8 aprile 2014

 
 

Il progetto “Cominciamo da piccoli”, chiamato famigliarmente Cpì, di Fondazione Paracelso nasce nel 2011 per andare incontro alle famiglie nel delicato momento della diagnosi, in cui viene comunicato ai genitori il fatto che il loro piccolo è emofilico. Sostegno che prosegue nei primi anni di vita del bambino.

Il progetto prevede un affiancamento ai genitori di una mediatrice famigliare per accompagnarli in un percorso di condivisione con la malattia che permetta prima ai genitori e poi al bambino/paziente di convivere con l’emofilia in maniera non traumatica ed equilibrata.

La presenza della mediatrice famigliare consente di sostenere i genitori (e in particolare la madre, portatrice sana) a elaborare la “cattiva notizia”, a superare lo shock emotivo e ad aiutare la famiglia a convivere con la malattia, senza creare né sensi di colpa né rifiuti nei confronti del figlio.

Compito della mediatrice è inoltre quello di informare puntualmente sugli aspetti pratici della cura e della vita del piccolo emofilico, oltre che aiutare le persone coinvolte a prendere contatto con i propri vissuti e con le proprie risorse. In questo modo è possibile evitare che le sorti di tutto il nucleo familiare ruotino attorno alla malattia di uno dei suoi membri, ma anche i rischi dell'occultamento e della negazione, meccanismi difensivi che costituiscono un intralcio nell'affrontare il problema con la necessaria consapevolezza. È indispensabile infatti, dopo un evidente momento di sbandamento iniziale, sbloccare lo shock emotivo e riorientare la famiglia nel suo progetto di vita.

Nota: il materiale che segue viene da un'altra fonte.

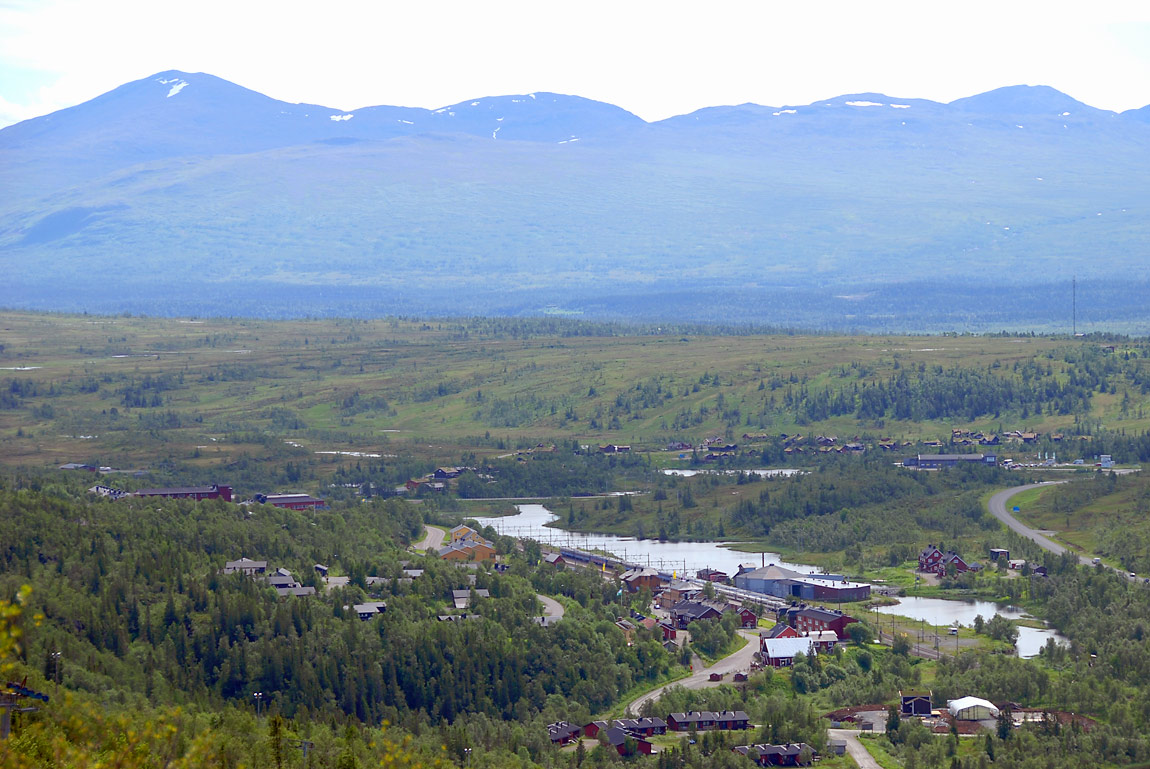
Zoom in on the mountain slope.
[0,72,1150,328]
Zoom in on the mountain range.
[0,71,1150,331]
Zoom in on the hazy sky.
[0,0,1150,125]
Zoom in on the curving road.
[412,523,447,551]
[827,729,882,769]
[987,480,1127,577]
[626,630,759,716]
[535,593,567,620]
[987,480,1071,566]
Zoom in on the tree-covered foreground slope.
[0,474,1150,769]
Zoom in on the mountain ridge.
[0,70,1150,329]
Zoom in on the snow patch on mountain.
[158,77,187,99]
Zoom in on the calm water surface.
[874,595,1068,658]
[476,505,832,577]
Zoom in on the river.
[466,505,820,577]
[874,595,1068,658]
[476,505,1067,658]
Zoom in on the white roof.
[803,630,838,644]
[946,697,998,716]
[762,638,814,658]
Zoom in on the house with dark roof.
[760,622,799,638]
[794,606,858,640]
[605,726,654,756]
[436,537,496,561]
[451,587,491,609]
[547,721,583,745]
[619,567,662,593]
[352,601,388,622]
[132,483,231,502]
[731,743,817,767]
[667,710,715,731]
[223,557,268,576]
[919,545,976,577]
[276,585,315,598]
[254,494,327,510]
[669,601,725,630]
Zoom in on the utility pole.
[52,649,60,697]
[299,739,315,767]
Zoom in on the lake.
[466,505,820,576]
[874,595,1070,658]
[662,468,806,478]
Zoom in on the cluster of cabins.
[547,710,818,767]
[547,710,751,755]
[903,454,998,470]
[759,605,858,668]
[396,467,478,493]
[223,557,315,598]
[89,483,327,510]
[731,743,818,767]
[436,524,496,562]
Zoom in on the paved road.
[827,729,882,769]
[987,480,1076,566]
[627,630,759,715]
[987,480,1127,577]
[412,523,447,551]
[535,593,567,620]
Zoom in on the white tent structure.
[946,697,998,721]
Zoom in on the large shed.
[946,697,998,721]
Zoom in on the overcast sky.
[0,0,1150,125]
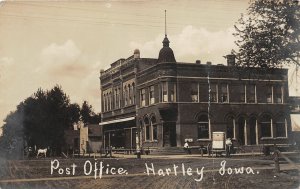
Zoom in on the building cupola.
[157,10,176,63]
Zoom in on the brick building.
[100,33,291,148]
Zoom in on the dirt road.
[0,157,300,189]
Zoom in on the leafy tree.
[80,101,101,125]
[24,86,80,154]
[0,103,24,159]
[233,0,300,68]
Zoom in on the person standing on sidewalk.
[225,138,232,157]
[183,141,191,154]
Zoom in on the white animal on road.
[36,148,47,157]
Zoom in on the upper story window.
[168,83,176,102]
[246,84,256,103]
[273,85,283,103]
[221,84,229,103]
[239,85,246,103]
[140,89,146,106]
[107,92,112,110]
[162,82,168,102]
[210,84,218,102]
[114,88,120,108]
[226,116,235,139]
[275,116,287,137]
[103,94,107,112]
[260,115,272,137]
[149,86,155,104]
[198,115,209,139]
[128,85,132,105]
[132,83,135,104]
[123,86,128,106]
[151,116,158,140]
[191,83,199,102]
[266,85,273,103]
[144,117,150,140]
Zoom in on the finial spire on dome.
[157,10,176,63]
[163,10,170,47]
[165,10,167,36]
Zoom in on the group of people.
[183,138,233,157]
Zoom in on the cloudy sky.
[0,0,298,131]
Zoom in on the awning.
[99,117,135,125]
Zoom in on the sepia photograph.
[0,0,300,189]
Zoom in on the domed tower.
[133,49,140,58]
[157,10,176,63]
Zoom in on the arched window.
[197,115,209,139]
[275,116,286,137]
[260,115,272,137]
[151,116,157,140]
[123,85,128,106]
[118,87,122,108]
[131,82,135,104]
[144,117,150,140]
[108,92,112,110]
[226,116,235,138]
[128,84,132,105]
[102,94,106,112]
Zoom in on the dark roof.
[157,35,176,63]
[87,124,102,137]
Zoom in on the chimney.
[133,49,140,58]
[226,54,235,66]
[100,69,104,75]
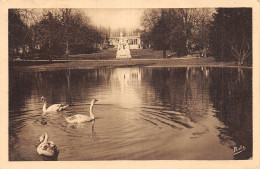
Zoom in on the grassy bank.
[10,49,251,71]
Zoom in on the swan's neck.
[89,102,95,119]
[42,101,47,116]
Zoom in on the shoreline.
[9,57,252,71]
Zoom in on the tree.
[141,8,211,57]
[210,8,252,65]
[8,9,30,56]
[141,9,178,58]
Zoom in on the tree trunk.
[163,49,166,58]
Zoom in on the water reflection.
[9,67,252,160]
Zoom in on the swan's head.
[38,141,59,160]
[37,132,59,160]
[41,96,45,102]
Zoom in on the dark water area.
[9,67,252,161]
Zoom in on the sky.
[84,8,144,30]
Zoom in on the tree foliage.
[141,8,213,57]
[210,8,252,65]
[9,8,107,58]
[8,9,30,56]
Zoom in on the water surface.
[9,67,252,161]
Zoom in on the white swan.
[64,99,98,123]
[41,96,69,116]
[37,132,59,159]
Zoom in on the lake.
[9,67,252,161]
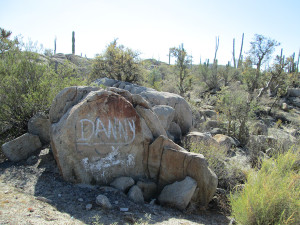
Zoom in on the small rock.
[28,113,50,144]
[110,177,134,192]
[210,127,223,135]
[96,195,112,209]
[85,204,93,210]
[120,208,129,212]
[35,196,52,203]
[128,185,144,204]
[136,181,157,201]
[2,133,42,162]
[26,155,38,165]
[281,102,289,112]
[99,186,119,194]
[149,198,156,205]
[158,176,197,210]
[214,134,235,151]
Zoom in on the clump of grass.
[190,143,246,190]
[230,148,300,225]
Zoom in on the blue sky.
[0,0,300,64]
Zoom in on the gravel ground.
[0,148,230,225]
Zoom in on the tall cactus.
[238,33,244,68]
[214,36,219,63]
[232,38,236,68]
[72,31,75,55]
[54,36,56,55]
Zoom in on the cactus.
[72,31,75,55]
[54,36,56,55]
[238,33,244,68]
[214,36,219,63]
[232,38,236,68]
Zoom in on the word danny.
[77,118,135,145]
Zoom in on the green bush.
[0,49,84,141]
[190,142,245,190]
[216,87,256,144]
[90,39,144,83]
[230,148,300,224]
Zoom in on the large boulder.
[50,87,144,184]
[287,88,300,97]
[158,177,197,210]
[95,78,193,135]
[148,136,218,207]
[2,133,42,162]
[50,84,217,206]
[182,131,218,150]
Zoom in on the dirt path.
[0,149,229,225]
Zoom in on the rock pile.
[50,84,217,209]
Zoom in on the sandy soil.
[0,148,230,225]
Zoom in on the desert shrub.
[216,87,256,144]
[199,61,220,90]
[147,69,162,91]
[0,49,84,141]
[190,143,245,190]
[230,148,300,224]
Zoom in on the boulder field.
[49,85,218,209]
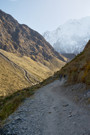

Attualmente il progetto è operativo in 10 città – Bari, Catania, Cesena, Firenze, Milano, Napoli, Padova, Perugia, Roma, Torino – e ha coinvolto ad oggi circa 40 famiglie e 10 mediatrici famigliari. L’intero progetto si avvale della supervisione scientifica della dottoressa Cristina Mazzini, psicologa e psicoterapeuta, responsabile dell’Unità Operativa Disabilità Adulti dell'ULSS di Padova e docente presso la Facoltà di Medicina di Padova, e viene realizzato con il sostegno di Pfizer.

I risultati ottenuti sono più che soddisfacenti e le mediatrici sono riuscite a inquadrare e a far superare i principali elementi di difficoltà che si sono manifestati nelle famiglie in cui “è arrivato” un piccolo emofilico, come ad esempio il superamento del senso di colpa della madre o il riequilibrio delle relazioni familiari dando spazio anche ai figli non ammalati di emofilia, ricreando armonia nei ruoli genitoriali, individuando nel contempo comportamenti educativi funzionali alle richieste di attenzione del figlio emofilico.

Il progetto Cpì, dopo oltre due anni dal suo varo, sta suscitando sempre più interesse e giungono continuamente in Fondazione Paracelso richieste per assistere altre famiglie, così come ci chiamano per presentare il progetto all’interno di convegni o di momenti di discussione.

È di pochi giorni fa ad esempio la partecipazione del Presidente Andrea Buzzi e di Alba Piscone all’incontro sul “Bambino Emofilico” che si è tenuto a Bari il 5 aprile scorso. Chiamati proprio per parlare dell’esperienze e dei risultati del progetto Cpì. Un risultato sicuramente importante che speriamo di ripetere anche in altre città e in altri contesti, in modo da far conoscere uno dei modi con cui si possono aiutare le famiglie e i piccoli pazienti affetti da emofilia.